Sign up for the northeastNOW newsletter

Wildfires grow near Southend and McArthur River mine

Jun 25, 2018 | 2:32 PM

The wildfire that forced over 700 people to flee the northern community of Southend last week has grown to more than 9,300 hectares in size, but is no closer to the community.

The so-called ‘Woods’ fire, which is burning south of the reserve, was measured at 5,500 hectares Friday but grew by roughly 70 per cent over the weekend.

Steve Roberts, with Wildfire Management, said the expansion was in the opposite direction, to the south and south east, which are not areas of concern.

“The key concern, from a threat perspective, are the access roads in and out of the community to the north and northeast of the fire,” Roberts told paNOW. “Those flanks have not grown; that’s where crews have been working.”

He said the fire came within four kilometres of the Southend access on Highway 102 and nine kilometres from Highway 905, but both those routes are currently secure. Some rain on Friday and Saturday had “calmed the fire down,” according to Roberts, but he expected more active fire conditions Monday before possible rain and cooler conditions midweek.

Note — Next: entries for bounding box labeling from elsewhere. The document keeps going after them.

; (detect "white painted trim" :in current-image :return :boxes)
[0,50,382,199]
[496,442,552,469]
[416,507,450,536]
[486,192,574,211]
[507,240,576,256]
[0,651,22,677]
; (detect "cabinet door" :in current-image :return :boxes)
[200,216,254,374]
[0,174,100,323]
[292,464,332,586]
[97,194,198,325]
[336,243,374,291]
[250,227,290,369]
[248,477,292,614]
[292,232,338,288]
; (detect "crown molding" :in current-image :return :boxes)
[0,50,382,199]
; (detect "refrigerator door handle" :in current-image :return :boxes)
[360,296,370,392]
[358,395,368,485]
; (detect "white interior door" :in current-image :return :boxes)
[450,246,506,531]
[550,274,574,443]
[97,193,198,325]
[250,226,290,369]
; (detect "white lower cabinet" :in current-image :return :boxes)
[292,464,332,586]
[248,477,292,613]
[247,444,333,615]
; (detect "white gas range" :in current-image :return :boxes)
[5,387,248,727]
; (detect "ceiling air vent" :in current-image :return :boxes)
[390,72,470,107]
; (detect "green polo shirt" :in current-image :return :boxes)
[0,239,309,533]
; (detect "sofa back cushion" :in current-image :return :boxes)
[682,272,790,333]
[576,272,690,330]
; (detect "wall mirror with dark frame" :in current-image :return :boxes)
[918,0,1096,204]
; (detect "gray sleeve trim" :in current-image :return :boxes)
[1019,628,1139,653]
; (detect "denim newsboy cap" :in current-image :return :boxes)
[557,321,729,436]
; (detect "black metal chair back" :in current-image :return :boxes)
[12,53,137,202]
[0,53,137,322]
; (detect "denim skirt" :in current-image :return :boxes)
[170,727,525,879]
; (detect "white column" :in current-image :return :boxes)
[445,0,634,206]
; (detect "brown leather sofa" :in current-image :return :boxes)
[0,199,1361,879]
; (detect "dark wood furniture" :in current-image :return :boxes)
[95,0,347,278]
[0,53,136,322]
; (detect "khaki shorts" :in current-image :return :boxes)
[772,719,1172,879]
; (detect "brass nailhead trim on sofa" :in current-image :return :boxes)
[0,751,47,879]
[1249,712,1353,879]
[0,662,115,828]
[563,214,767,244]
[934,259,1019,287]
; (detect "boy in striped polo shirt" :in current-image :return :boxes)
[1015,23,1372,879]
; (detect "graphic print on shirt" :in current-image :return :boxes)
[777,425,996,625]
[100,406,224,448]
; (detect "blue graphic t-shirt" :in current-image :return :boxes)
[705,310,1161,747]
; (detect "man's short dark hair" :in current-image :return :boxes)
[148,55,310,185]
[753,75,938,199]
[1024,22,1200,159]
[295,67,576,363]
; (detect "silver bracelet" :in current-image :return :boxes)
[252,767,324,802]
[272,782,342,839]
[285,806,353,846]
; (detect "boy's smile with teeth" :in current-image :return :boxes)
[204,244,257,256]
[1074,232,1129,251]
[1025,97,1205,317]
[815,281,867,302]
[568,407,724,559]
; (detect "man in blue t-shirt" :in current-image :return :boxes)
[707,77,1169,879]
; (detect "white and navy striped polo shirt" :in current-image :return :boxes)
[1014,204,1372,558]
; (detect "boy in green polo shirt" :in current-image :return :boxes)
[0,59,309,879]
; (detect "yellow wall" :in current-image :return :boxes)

On Monday the fire was 13 kilometres from Southend and 15 kilometres from the small town of Brabant to the west. Given the very remote location of the blaze and the tough terrain, crews cut access points to allow for more personnel to be dropped off by helicopter. They were able to take advantage of the weekend weather to create fire guards on the north and western flanks, Roberts said.

Meanwhile, the ‘Arthur’ wildfire, which is burning close to the McArthur River uranium mine, had grown to about 8,000 hectares on Monday after it was measured at 6,000 hectares late last week.

Roberts said crews are working with Cameco personnel to protect industrial infrastructure at the mine, and were also protecting other high-risk assets such as SaskPower power lines and outfitter lodges that may under threat.

The fire has come very close to the mine.

“It has been as close as one kilometre from our camp and airport,” Cameco spokesperson Carey Hyndman told paNOW. “We’ve been doing some back-burning and have our sprinkler units going. We’re well aware of where the fire is and in good communications with wildfire crews.”

One frustration has been the closure of their airport because of the smoke, but Hyndman said they were moving people and goods in by road and through the Key Lake airport.

There are about 70 people on the currently-dormant site, Hyndman said, including 12 wildfire management personnel and 10 of the mine’s own emergency response employees.

“We have enough people to do what we need to do,” she said. “We’re watching and waiting and dealing with instructions from the Wildfire Management crews.”

While there has been some rainfall across the region in recent days, wildfire officials were eager to ask the public to remain vigilant, Roberts said, partly because some of the 55 new fire starts in the last four days were due to human activity.

“People need to be cautious,” he said. “We have more fires on the books than we need to be dealing with right now, and we don’t need any more.”